Studio album by Herman Frank
- Released: 27 February 2009
- Recorded: March–June 2008 at ARENA 20 Studio, Hannover, Germany
- Genre: Heavy Metal
- Length: 45:53
- Label: Metal Heaven
- Producer: Herman Frank

Herman Frank chronology
|  | Loyal to None (2009) | Right in the Guts (2012) |

= Loyal to None =

Loyal to None is the first solo album of German heavy metal guitarist Herman Frank (Accept, Victory). It was recorded and mixed between March and June 2008 in Frank's own ARENA 20-studio in Hanover, Germany, and features Jioti Parcharidis (Victory, Human Fortress) on vocals, Peter Pichl (Running Wild) on bass and Stefan Schwarzmann (Accept) on drums. The album's title refers to Frank releasing a record under his own name for the first time.
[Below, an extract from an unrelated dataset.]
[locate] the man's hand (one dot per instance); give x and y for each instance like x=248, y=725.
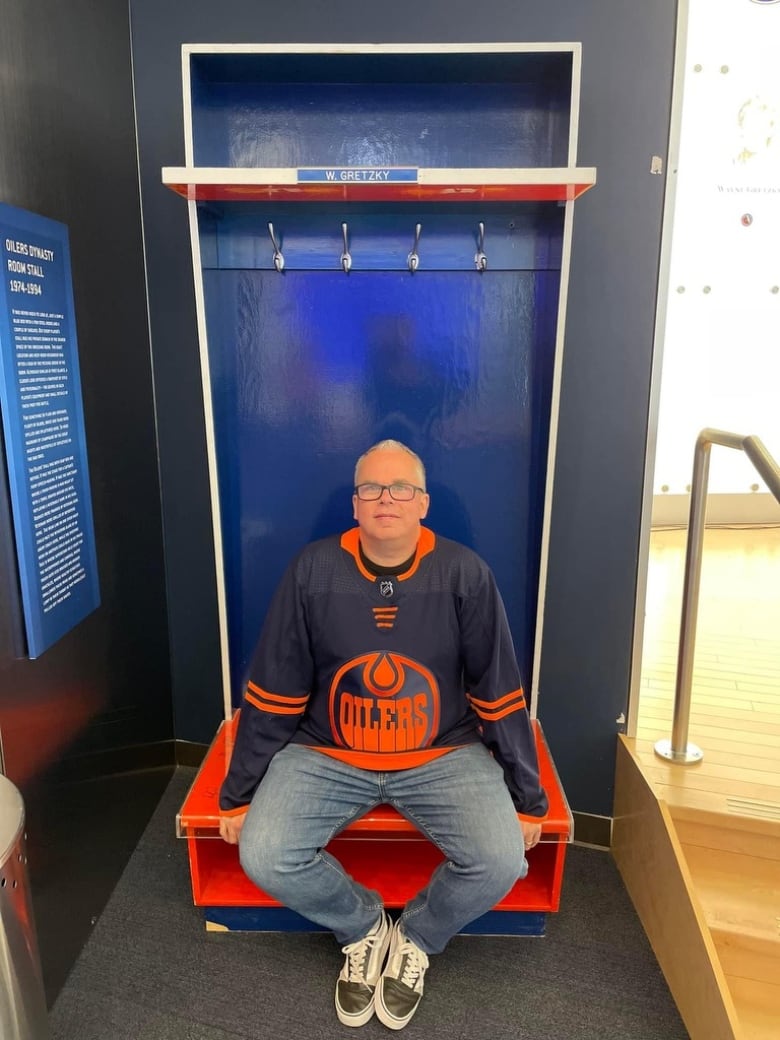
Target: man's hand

His music had always appeared under a band's name up to then, but this time Frank wanted to be "loyal to none", as he explains in an interview.

==Tracks==
1. "Moon II" - 5:26
2. "7 Stars" - 4:18
3. "Father Buries Son" - 3:59
4. "Heal Me" - 5:05
5. "Hero" - 5:23
6. "Kill the King" - 4:45
7. "Down to the Valley" - 4:42
8. "Bastard Legion" - 4:05
9. "Metal Gods" - 4:11
10. "Welcome to Hell" - 3:55

==Credits==
- Jioti Parcharidis - Vocals
- Peter Pichl - Bass
- Stefan Schwarzmann - Drums
- Herman Frank - Guitars
Additional backing vocals by Martina Frank, Ossy "Osbourne" Pfeiffer and Jürgen Wulfes.